José María Sicilia (Madrid, 1954) is one of the most significant representatives of Spanish painting in the eighties. He began his artistic career studying at the San Fernando School of Fine Arts in Madrid and later settled in Paris in 1980. There he coincided with two other Spanish artists -Miquel Barceló and Miguel Ángel Campano- equally referents together with José Manuel Broto and Ferrán García Sevilla of the Spanish painting of the time.
Since his arrival in France, the artist works in large formats and his painting shows a constant evolution. His work is organized in pictorial series where still lifes and representations of tools and domestic utensils (vacuum cleaners, irons, scissors, buckets, etc.) are gathered, as well as views of urban landscapes of Madrid and Paris.

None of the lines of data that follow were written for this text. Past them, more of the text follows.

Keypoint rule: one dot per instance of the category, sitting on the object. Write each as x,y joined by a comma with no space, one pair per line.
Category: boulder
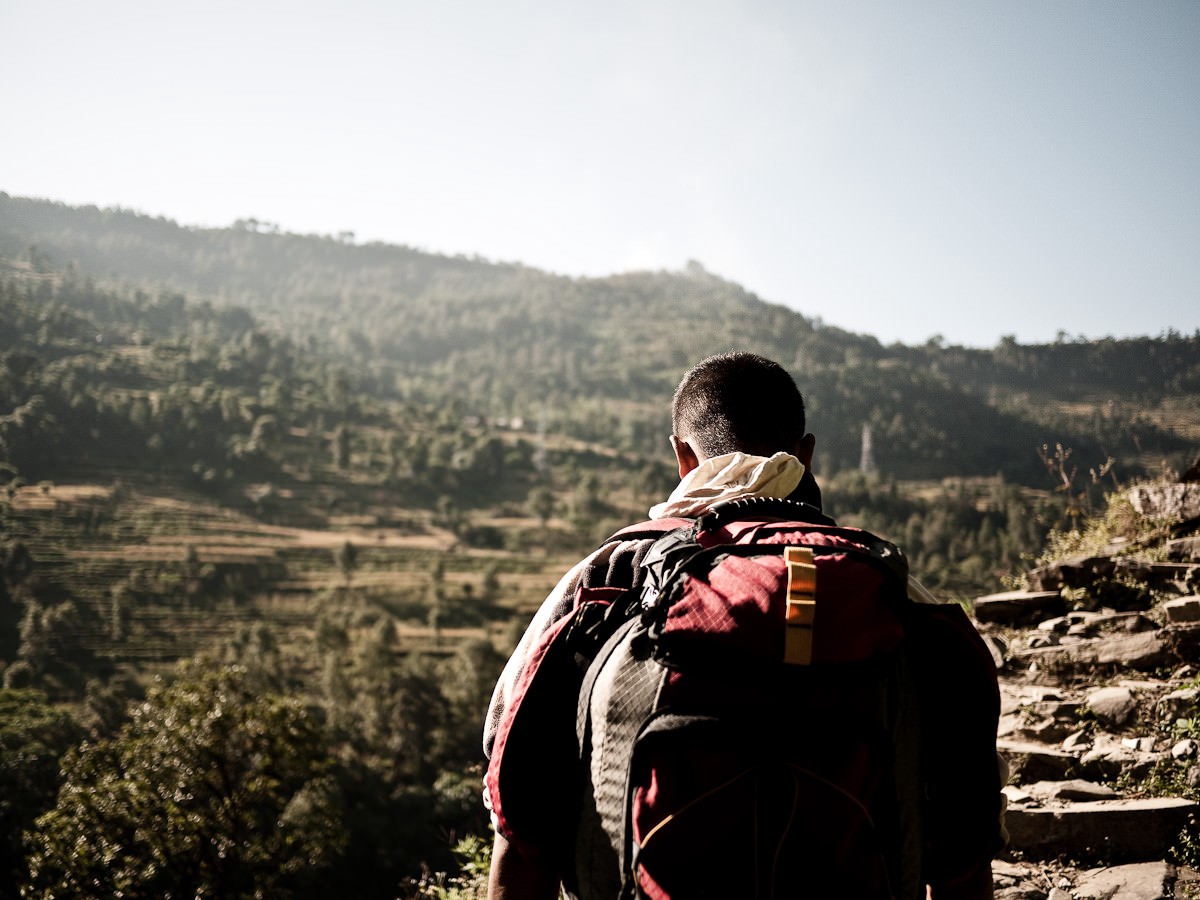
1139,881
1113,706
1185,550
1071,573
1179,703
1031,762
1171,502
1183,609
1073,790
1019,607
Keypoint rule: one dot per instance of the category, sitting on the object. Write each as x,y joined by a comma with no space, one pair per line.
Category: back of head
738,402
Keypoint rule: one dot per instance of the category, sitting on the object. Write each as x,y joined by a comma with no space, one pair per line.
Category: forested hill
595,358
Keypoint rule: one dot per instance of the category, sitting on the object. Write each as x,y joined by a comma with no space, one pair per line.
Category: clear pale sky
903,169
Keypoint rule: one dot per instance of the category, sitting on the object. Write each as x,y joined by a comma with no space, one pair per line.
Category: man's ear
805,448
685,456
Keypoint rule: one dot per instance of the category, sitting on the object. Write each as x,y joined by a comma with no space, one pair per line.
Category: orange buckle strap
802,605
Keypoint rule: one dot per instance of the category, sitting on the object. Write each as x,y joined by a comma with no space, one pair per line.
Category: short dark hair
738,402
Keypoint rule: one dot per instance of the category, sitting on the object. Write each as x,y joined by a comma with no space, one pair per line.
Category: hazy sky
972,169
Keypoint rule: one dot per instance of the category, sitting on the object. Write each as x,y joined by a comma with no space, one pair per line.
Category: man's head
738,402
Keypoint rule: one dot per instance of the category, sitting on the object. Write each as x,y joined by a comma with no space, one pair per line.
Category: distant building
867,462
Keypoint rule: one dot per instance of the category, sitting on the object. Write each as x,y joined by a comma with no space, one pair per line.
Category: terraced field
157,577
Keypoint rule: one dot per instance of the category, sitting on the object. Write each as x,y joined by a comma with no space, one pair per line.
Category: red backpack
744,723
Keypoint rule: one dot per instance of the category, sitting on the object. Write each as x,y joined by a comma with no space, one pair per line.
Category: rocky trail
1099,669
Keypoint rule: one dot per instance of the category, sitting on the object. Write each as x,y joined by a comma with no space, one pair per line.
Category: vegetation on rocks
274,508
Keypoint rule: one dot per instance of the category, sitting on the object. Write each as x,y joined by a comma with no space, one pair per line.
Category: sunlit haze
905,171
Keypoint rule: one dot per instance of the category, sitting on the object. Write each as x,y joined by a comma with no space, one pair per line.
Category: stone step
1123,831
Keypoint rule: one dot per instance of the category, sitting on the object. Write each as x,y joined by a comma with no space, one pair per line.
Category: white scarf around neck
729,478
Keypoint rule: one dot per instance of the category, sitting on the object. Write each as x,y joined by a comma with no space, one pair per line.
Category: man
739,432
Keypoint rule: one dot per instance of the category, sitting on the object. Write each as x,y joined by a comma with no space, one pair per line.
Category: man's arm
520,874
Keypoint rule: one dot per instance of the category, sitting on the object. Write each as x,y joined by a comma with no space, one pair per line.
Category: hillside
335,479
594,358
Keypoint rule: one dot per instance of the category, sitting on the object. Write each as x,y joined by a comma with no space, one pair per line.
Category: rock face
1099,703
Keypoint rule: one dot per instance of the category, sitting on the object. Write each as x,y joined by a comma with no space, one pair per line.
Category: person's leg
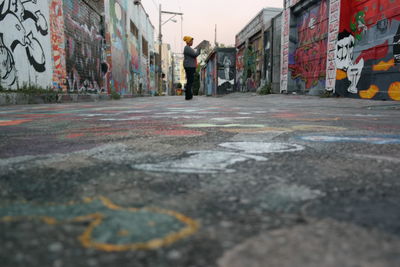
190,79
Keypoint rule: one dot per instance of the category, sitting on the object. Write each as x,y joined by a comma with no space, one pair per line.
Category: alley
238,180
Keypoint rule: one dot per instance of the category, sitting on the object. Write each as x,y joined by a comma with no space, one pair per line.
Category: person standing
189,64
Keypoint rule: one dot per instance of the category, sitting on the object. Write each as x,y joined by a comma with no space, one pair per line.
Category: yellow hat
187,39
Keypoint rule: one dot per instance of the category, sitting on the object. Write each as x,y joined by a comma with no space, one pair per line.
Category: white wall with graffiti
25,49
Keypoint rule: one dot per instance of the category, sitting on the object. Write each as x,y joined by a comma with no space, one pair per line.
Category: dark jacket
190,55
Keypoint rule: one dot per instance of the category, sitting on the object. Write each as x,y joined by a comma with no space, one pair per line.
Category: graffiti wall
367,53
84,46
25,49
276,53
58,45
226,70
240,70
211,76
307,62
119,49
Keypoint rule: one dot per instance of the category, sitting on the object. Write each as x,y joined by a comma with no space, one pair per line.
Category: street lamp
160,40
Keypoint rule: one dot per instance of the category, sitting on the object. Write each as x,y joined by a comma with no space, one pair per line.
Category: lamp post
160,41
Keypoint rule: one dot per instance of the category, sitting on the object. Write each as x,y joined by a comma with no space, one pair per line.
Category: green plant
266,89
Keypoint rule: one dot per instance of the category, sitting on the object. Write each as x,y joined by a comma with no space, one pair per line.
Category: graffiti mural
58,44
285,50
368,50
119,49
83,26
239,70
226,70
25,50
210,79
307,63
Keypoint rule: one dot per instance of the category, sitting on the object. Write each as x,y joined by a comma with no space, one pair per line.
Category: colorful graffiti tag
308,62
84,47
368,50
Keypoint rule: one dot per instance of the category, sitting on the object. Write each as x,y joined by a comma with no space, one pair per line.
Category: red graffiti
310,63
310,56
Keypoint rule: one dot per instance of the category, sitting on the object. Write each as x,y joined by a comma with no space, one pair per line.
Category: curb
27,99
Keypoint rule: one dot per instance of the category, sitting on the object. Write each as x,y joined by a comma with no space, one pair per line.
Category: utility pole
160,41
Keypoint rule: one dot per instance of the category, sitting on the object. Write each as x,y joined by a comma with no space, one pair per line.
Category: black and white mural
25,50
226,70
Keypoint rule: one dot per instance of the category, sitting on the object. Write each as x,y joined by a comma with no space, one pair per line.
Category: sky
201,16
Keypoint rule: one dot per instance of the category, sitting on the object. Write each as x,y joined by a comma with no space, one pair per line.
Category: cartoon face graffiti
344,60
344,50
17,29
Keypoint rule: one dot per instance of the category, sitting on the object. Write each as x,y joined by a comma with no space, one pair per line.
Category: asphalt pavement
241,180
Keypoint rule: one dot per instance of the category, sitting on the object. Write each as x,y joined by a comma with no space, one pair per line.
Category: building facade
217,76
350,48
77,46
251,47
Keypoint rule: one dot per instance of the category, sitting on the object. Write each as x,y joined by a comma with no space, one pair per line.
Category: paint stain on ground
178,133
282,197
12,122
381,139
262,147
208,161
210,125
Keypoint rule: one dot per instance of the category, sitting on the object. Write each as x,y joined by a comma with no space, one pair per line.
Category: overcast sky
201,16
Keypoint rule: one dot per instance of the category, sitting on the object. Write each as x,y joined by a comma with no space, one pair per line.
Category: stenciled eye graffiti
111,227
208,161
21,22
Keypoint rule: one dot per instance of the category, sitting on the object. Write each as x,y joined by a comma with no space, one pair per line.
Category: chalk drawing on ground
111,227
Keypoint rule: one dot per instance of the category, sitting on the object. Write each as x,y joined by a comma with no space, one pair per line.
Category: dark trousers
190,79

During the mid-eighties he achieved recognition in Spain, France and also New York, with paintings marked by the freedom of gesture, the violence of color and the dynamism of the stroke. His individual exhibition in 1982 at the Trans/Form gallery in Paris, the presentation of his work in Spain in 1984 by the gallery owner Fernando Vijande and his individual exhibition at the Blum Helman gallery in New York in 1985, mark the beginning of a career that has managed to find a consolidated place in the history of contemporary Spanish painting.
He has been awarded with prestigious awards such as the National Prize for Plastic Arts (1989) or the Gold Medal for Merit in Fine Arts (2015), and his work can be found in institutions such as the Museo Nacional Centro de Arte Reina Sofía, the MOMA or the Guggenheim in New York.